世界の詩最新事情

毎月1回原則として第3土曜日に世界の最新の詩を紹介いたします。アジア、ラテンアメリカ、中国語圏、欧米の4つに分け紹介。

第12回 ロランド・カターン(Roland Kattan)―ホンジュラス― 細野 豊/宮下 和大/久保 恵/ホエル・サン=マルティン

2018-03-04 13:11:52 | 日記
ロランド・カターン(Roland Kattan)
ホンジュラスの首都テグシガルパ出身、1979年生。ホンジュラス言語学会会員。

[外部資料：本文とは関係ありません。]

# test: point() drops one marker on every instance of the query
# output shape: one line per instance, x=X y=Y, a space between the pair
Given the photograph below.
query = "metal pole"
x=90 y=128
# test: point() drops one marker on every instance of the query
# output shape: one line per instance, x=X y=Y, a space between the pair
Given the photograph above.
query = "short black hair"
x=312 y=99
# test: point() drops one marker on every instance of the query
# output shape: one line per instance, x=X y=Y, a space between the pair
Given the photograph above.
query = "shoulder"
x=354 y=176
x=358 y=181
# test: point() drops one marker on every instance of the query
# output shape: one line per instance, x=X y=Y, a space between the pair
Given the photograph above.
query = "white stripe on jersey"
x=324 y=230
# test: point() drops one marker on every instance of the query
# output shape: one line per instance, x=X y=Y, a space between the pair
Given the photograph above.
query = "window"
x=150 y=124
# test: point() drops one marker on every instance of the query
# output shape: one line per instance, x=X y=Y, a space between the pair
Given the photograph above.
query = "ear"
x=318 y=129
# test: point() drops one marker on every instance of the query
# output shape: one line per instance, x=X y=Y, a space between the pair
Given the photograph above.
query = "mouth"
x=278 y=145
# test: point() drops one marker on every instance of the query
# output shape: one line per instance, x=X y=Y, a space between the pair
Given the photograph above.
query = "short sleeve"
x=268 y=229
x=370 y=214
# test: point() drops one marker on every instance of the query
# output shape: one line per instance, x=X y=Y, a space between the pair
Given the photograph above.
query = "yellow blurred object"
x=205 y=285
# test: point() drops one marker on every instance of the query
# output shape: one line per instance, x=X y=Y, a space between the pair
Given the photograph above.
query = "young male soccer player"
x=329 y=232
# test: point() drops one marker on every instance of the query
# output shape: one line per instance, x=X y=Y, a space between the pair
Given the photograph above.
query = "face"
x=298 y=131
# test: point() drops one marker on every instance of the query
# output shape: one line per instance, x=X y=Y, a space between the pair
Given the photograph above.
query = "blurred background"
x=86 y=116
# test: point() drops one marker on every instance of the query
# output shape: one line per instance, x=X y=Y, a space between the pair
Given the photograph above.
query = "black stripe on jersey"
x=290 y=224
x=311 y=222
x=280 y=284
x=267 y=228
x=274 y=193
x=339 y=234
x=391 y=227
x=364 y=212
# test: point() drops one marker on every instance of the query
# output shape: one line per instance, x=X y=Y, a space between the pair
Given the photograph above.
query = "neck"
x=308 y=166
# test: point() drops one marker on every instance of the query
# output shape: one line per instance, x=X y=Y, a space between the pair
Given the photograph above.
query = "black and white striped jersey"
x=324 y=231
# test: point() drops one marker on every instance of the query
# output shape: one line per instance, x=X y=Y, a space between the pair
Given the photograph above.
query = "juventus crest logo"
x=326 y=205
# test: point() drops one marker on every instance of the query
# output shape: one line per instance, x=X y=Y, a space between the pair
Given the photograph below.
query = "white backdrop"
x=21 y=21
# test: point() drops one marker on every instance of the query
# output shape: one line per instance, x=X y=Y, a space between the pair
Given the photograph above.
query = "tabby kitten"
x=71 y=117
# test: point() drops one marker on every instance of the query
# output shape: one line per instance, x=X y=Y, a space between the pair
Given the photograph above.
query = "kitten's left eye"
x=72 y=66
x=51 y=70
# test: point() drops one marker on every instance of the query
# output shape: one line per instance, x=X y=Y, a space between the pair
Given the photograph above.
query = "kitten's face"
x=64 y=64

詩集として2004年『アリの巣探検』、2013年『時計屋詩集』、2014年『未確認動物』、2016年『文章行為』、『パイナップルの樹』など。


詩集『未確認動物』より

ピーター・バラビー

ピーター・バラビーは今でも
地球儀を手作りで製作する英国の
職人で、
この種の職人としては
最後のものたちの一人である。


エル・パイス紙
2013年5月1日


私の仕事も口上詠みや切れた街灯のように
もはや無用のものだ

ピーター・バラビーが北海を水彩絵の具で描くのを考えると
本屋の悲しみを感じる

街角でアコーディオンを奏でている男の憂愁

何度本を読みにカフェに立ち寄ったか?
生命の樹からいくつの果実を切り取ったか?
私の計算では訪れたことのあるスーパーが図書館よりも多い

ヒマラヤの雪を描く男の悲しみを今日は感じる
キリバスを旅したかった私
私が望んだのはモンテーホのようにアイスランドを知るための地図を折ること
死んだと思われている仕事の中についに信仰を取り戻すこと

そして世界を最も小さくすること
最も小さく静かに

(翻訳:宮下 和大)

※モンテーホ
ベネズエラの詩人エウヘニオ・モンテーホ(1938-2008)の詩に「アイスランド」がある。



今日ぼくの足はあまりにも重い

今日ぼくの足はあまりにも重いので
一歩踏み出すごとに
− 首まで土に埋もれて −
もはや空が唯一の地平線だ

今日僕の足はあまりにも重いので
足跡のかわりに
墓穴を残していく

(翻訳:久保 恵)


キリバス

キリバスは太平洋の真ん中にある島で
三十三の珊瑚環礁と一つの火山島(バナバ環礁)から成っている
とウイキペディアには書かれている
いつもわたしはその島について
キリバスへの架空の旅と題するような詩を書きたいと思っていた
しかしキリバスはもはや未来の島ではない
二〇一一年以来地球上で最後にカレンダーをめくる
島になってしまった
以前は最初にめくる島だったのに
わたしが望んでいたのは実際の人生より一日先を行くこと
わたしが死なないように死ぬ日にキリバスへ旅すること
年明け早々女に愛していると言う最初の男になることだった
昨日わたしは子どもだったわたしに会うため未来へ旅し
ビー玉を袋の中へしまうように あと二十四時間を
わたしがしたいことをするために取っておきたかった
キリバスは突然過去になることを決めてしまったから
わたしはもうキリバスへは行きたくない

(翻訳:細野 豊)


盆栽

盆栽達にとって秋は恐れるに足りない、
それらの木の葉が規則正しく落ち、
動物達に尿をかけられず、
嵐とも無縁である。

彼らにとって暴風と稲妻は伝説に過ぎず、
蠅のことを強暴な大工であるかのように語り、
旱魃を地獄のように遠いものとしてしか思っていない。

彼らは誰にも吐息を吹きかけられないことを知っているので、
どの盆栽も
自分が地上唯一の樹だと思い込んでいる。